The brand approves the draft on Tuesday. You mean to update the tracker. But three other things come in, and by Thursday you're not sure if that deal is still "Awaiting approval" or has moved to "Approved". Your tracker is now out of date, which means you can't trust it, which means you're back to checking threads.

The best way to fix this is to bring your inbox and your tracker closer together. Some managers do this by keeping the tracker open in a tab and updating it immediately after reading each email — treating the update as part of reading the message, not a separate task. That habit works if you can stick to it.

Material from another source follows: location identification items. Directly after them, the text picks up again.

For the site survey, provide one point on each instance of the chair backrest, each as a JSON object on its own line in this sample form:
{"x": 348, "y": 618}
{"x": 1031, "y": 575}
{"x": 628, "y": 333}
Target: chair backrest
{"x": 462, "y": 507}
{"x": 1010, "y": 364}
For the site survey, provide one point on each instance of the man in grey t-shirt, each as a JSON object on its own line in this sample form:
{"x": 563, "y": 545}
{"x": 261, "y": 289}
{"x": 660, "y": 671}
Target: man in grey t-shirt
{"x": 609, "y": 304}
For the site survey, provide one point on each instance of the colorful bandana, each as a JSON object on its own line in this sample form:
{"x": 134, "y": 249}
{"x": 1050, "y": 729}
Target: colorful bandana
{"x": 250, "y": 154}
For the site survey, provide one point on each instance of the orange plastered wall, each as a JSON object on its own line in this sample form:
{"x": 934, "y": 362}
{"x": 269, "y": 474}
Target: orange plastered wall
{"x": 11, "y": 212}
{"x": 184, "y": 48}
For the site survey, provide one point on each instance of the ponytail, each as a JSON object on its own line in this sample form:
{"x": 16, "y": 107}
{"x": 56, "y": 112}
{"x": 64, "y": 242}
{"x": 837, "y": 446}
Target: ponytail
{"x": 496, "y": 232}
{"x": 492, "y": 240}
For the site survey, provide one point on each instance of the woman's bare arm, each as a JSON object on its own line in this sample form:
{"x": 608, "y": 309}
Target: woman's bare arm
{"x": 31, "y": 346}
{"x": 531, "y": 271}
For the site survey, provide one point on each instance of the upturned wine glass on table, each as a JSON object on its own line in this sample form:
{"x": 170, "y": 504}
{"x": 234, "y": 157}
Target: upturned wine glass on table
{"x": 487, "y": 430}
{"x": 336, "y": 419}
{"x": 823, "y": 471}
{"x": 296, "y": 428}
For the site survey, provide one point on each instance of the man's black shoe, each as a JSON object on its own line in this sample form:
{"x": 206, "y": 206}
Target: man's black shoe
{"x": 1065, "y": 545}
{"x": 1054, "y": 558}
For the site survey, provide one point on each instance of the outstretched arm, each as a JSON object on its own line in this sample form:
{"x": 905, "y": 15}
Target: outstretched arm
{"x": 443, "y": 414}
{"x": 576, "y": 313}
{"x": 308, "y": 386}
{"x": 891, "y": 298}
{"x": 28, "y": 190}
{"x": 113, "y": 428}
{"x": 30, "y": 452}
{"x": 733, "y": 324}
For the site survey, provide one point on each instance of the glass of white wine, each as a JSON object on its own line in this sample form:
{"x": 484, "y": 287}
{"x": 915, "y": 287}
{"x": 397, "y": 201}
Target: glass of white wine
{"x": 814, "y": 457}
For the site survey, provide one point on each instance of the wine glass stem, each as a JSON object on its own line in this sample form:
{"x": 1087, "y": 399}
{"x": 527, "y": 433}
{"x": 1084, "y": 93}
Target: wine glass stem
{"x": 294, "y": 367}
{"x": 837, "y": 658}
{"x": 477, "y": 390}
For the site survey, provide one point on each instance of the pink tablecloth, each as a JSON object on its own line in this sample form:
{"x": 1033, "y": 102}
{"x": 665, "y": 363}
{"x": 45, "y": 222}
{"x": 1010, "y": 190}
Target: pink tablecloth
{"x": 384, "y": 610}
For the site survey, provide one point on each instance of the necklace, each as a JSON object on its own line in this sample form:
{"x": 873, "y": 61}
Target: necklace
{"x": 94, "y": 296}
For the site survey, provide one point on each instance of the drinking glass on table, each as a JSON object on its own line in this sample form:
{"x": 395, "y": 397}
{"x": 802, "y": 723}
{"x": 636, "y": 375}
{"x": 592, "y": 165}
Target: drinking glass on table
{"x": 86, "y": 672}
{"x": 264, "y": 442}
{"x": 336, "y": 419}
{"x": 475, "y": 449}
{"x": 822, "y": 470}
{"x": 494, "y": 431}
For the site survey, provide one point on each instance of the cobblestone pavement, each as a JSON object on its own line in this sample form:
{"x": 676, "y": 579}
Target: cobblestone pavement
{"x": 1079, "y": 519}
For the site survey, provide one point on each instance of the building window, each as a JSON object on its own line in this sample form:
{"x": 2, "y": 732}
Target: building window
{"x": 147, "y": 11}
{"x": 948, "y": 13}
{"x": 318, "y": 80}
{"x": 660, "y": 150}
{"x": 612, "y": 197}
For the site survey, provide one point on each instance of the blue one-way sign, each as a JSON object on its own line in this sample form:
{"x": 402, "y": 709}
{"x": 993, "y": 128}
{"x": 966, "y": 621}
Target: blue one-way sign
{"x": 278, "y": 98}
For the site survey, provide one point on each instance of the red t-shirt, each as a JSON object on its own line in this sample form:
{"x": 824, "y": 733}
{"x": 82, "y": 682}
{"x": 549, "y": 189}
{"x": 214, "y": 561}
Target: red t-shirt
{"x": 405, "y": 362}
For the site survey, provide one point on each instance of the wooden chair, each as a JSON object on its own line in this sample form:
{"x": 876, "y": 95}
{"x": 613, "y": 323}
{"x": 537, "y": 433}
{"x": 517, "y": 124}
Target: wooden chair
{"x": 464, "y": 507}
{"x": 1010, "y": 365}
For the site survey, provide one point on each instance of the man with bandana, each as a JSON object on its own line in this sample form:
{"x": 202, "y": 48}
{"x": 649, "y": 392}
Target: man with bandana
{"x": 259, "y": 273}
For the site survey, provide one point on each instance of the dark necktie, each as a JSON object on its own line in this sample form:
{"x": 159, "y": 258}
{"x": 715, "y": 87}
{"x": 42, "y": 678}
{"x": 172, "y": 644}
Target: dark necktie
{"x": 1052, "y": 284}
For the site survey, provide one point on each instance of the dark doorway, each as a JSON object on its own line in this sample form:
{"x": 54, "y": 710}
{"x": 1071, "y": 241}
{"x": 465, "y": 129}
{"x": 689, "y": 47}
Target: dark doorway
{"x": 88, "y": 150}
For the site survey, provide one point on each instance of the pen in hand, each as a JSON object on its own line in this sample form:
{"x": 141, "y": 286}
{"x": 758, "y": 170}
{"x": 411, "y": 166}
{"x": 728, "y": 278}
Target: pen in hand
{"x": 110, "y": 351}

The more durable approach is to have your inbox organized in a way that makes deal threads easy to surface. When brand deal emails are automatically tagged and grouped by creator or deal — rather than scattered across a flat inbox — you can scan approval threads, draft submissions, and brief confirmations without digging. That's exactly how Ads Cubic approaches it: your Gmail becomes a structured view of your roster's communications, so the deal context is always one click away instead of buried five scrolls deep in a thread.

Whether you're using a dedicated tool or just tightening your Gmail habits, the goal is the same: when you open your tracker, the status should match your inbox. If it doesn't, something is slipping.

A system that holds up at 30 deals

The difference between a 5-creator roster and a 15-creator roster isn't just volume. It's that the margin for error shrinks. One missed draft deadline at five creators is an inconvenience. At twenty-five creators, it's a reputation problem. The deliverable tracker also feeds directly into your brand deal wrap report — the posting dates and on-time delivery data you log here become the backbone of that document.

The system above — eight tracker columns, a five-stage lifecycle, a 10-minute daily review, and an inbox that reflects your deal reality — holds up at scale because it's built around time, not around deals. Every row answers the same question: does this deliverable have enough time left, and does the right person know that?